Commissioners say they were compelled to advance their own plan because HECO had failed to “develop a sustainable business model,” according to the white paper.

“In the meantime, Hawaii’s electricity customers continue to endure the highest electricity prices in the country, and the high cost of this essential service imposes substantial burdens on Hawaii’s households and businesses,” the commissioners wrote in the paper’s introduction.

“These are not recommendations,” Abercrombie said at the press conference. “These are decisions and orders for action plans that have to be put forward to the PUC’s satisfaction.”
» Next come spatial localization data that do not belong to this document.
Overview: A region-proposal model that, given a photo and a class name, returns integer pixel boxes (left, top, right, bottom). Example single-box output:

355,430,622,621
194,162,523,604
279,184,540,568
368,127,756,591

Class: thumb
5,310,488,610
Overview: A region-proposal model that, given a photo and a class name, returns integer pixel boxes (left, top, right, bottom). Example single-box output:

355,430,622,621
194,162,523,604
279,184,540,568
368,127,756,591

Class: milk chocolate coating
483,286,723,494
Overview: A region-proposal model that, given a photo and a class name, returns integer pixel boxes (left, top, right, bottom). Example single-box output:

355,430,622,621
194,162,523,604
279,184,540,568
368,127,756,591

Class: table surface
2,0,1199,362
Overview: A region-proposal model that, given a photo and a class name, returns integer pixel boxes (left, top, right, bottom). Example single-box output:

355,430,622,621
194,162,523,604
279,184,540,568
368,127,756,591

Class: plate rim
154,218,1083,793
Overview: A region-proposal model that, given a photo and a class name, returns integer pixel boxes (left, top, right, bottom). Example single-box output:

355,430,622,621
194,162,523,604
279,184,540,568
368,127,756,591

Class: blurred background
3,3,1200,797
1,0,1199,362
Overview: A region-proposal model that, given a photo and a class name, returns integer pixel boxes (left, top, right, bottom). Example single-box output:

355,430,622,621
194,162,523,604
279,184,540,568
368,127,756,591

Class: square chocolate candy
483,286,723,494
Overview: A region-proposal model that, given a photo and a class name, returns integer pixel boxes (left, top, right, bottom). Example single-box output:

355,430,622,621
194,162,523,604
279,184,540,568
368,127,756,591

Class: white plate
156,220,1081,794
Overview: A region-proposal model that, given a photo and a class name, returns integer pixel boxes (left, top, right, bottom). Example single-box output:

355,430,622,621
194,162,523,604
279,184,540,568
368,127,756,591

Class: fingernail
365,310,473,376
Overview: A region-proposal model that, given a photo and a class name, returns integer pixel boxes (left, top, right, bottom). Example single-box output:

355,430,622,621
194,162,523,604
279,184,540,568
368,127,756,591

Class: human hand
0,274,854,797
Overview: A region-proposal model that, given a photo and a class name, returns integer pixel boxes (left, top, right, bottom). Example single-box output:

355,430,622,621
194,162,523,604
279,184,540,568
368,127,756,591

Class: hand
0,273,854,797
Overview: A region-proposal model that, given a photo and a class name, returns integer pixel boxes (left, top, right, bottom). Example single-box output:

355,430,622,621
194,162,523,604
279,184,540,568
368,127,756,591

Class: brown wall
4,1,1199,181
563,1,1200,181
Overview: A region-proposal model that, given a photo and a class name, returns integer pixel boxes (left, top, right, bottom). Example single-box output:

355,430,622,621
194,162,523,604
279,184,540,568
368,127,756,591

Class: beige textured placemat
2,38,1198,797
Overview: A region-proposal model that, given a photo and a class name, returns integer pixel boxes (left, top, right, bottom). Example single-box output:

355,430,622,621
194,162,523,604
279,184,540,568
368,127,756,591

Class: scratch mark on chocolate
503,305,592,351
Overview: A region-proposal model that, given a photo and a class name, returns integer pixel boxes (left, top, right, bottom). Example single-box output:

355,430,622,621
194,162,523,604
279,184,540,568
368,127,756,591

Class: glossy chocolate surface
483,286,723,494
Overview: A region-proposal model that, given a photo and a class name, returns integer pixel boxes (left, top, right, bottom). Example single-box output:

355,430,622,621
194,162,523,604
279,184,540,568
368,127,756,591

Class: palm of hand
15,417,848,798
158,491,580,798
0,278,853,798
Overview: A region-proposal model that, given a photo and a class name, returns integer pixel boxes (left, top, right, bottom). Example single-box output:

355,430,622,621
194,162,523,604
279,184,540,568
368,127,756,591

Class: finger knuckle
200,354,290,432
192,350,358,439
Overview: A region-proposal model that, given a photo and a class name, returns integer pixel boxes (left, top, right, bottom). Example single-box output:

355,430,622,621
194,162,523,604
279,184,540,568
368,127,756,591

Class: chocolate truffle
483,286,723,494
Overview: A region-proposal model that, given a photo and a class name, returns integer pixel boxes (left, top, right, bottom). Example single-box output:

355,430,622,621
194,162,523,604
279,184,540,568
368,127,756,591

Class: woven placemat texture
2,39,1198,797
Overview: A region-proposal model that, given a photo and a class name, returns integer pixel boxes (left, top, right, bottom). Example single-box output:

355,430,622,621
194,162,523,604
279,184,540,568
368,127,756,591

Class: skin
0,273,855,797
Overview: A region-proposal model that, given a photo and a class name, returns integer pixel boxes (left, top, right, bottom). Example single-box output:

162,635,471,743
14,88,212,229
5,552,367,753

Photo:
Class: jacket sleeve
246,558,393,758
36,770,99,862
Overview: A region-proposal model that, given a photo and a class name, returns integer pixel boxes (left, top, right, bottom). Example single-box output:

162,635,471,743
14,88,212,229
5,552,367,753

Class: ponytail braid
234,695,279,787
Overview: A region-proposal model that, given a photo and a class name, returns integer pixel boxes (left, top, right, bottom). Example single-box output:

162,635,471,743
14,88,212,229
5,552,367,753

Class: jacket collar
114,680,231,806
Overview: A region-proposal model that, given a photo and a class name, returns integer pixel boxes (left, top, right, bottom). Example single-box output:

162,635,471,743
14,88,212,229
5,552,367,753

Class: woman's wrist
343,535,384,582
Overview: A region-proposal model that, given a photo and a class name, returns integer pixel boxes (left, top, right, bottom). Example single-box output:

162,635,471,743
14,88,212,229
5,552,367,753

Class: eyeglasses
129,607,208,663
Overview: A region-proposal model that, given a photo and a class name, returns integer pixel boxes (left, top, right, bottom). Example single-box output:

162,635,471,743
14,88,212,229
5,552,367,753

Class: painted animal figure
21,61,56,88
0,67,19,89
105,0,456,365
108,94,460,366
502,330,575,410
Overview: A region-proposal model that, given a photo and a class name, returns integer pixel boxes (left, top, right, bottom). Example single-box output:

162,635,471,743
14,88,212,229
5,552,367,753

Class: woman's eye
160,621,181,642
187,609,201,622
The commissioners didn’t say whether there will be any penalties if HECO fails to file satisfactory new action plans.

Wasted Energy

The PUC also ordered HECO subsidiary, Maui Electric Co., to come up with a better plan for integrating more renewable energy into its grid.
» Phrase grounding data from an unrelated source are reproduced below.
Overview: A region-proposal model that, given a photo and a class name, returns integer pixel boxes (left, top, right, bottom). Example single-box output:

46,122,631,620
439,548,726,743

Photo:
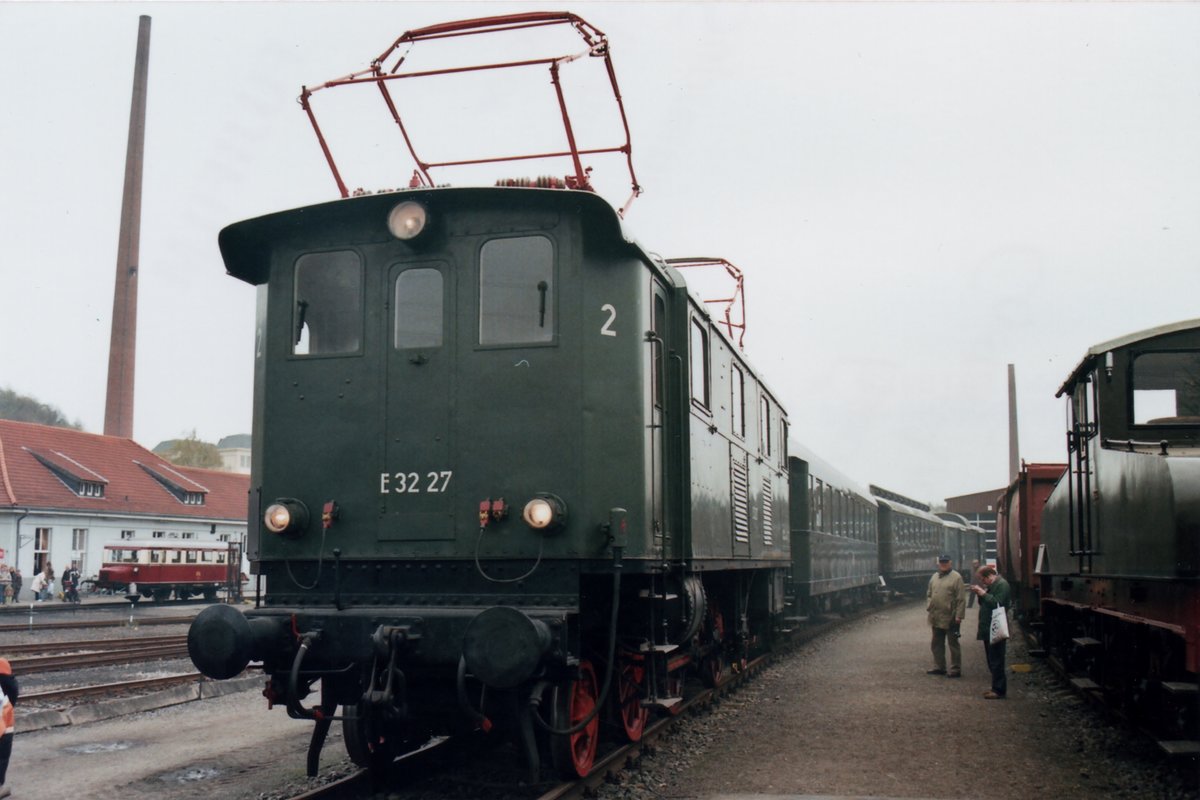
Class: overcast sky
2,2,1197,505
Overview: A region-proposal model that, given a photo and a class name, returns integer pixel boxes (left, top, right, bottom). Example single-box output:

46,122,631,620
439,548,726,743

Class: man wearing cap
926,554,966,678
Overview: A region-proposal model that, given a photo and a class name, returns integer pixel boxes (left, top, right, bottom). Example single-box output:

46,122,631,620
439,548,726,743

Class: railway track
0,615,194,633
21,672,205,704
8,635,190,673
3,633,187,656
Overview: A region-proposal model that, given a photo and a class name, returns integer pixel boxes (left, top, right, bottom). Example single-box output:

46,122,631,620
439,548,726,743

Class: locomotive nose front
188,604,283,679
462,606,553,688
Last year, commissioners criticized the utility for essentially dumping wind energy from its grid. MECO was wasting about 28 percent of the energy from its wind farms, according to PUC documents.

MECO subsequently came up with a plan to reduce this figure to around 2 percent.

But the PUC said Tuesday that the utility needs to go even further in its energy planning.

“MECO has not set forth a clearly defined path forward that addresses integration and curtailment of additional renewables, and that optimizes system operations through all of the tools that are available to MECO,” commissioners wrote in their decision. “In general, what is lacking is the vision of MECO as a ‘utility of the future.’”

The PUC also issued an order setting out guidelines for managing the energy loads on HECO’s electric grids and is now requiring the utility to put together a specific plan for implementing them.

HECO officials — who were noticeably absent from the press conference about their company — issued a statement praising the PUC’s orders for giving them more precise directions as they plan for the future.

“In this challenging, fast-changing energy environment, we welcome the PUC’s clear direction and roadmap,” HECO’s CEO Richard Rosenblum said in a statement. “We’ve been working on many of these initiatives, and these directives confirm the energy policy priorities that will guide our strategies and implementation.”

Rosenblum noted that more than 18 percent of the utility’s electricity is now derived from renewables and HECO has begun deactivating some of its older fossil fuel plants.

So did Hawaii cross the “energy Rubicon” on Tuesday?

Richard Wallsgrove, a program manager at the clean energy advocacy organization Blue Planet Foundation who attended the press conference, isn’t so sure.

“I think that the Rubicon that we need to cross has three components,” he said. “It has a destination, a roadmap and turn-by-turn directions.”

Wallsgrove said that the PUC has now issued a roadmap, but HECO still needs to come up with the directions and the “destination is a bit unclear.”